What is epoxy crystallization?
Crystallization is the natural solid state of a product
Epoxy resins and hardeners can all experience crystallization
It primarily occurs with two component epoxy systems, but can also occur in one component heat cure epoxies
Crystallization does not mean defective material
How to recognize epoxy crystallization?
Cloudiness, free floating crystals, crystal masses, or completely solidified material
What causes epoxy crystallization?
High purity of material
Low viscosity of material
Extreme cold temperatures (-40 °C)
How can you reverse epoxy crystallization?
Heat crystallized material between 50 to 60 °C for 1 to 2 hours. Container size will affect the length of time needed for decrystallization.

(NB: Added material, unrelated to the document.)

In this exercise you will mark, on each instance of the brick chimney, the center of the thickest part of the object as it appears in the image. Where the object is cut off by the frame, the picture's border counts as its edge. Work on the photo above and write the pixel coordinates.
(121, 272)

Stir material including container sides and bottom to ensure all crystals have been melted and that heat has been evenly distributed.
If crystals are still present, continue heating and repeat stir process until there is no evidence of crystals.
While reversing epoxy crystallization can be effective for some epoxies, avoid this method with one component heat cure epoxies, which cannot be heated to reverse crystallization as product damage may occur.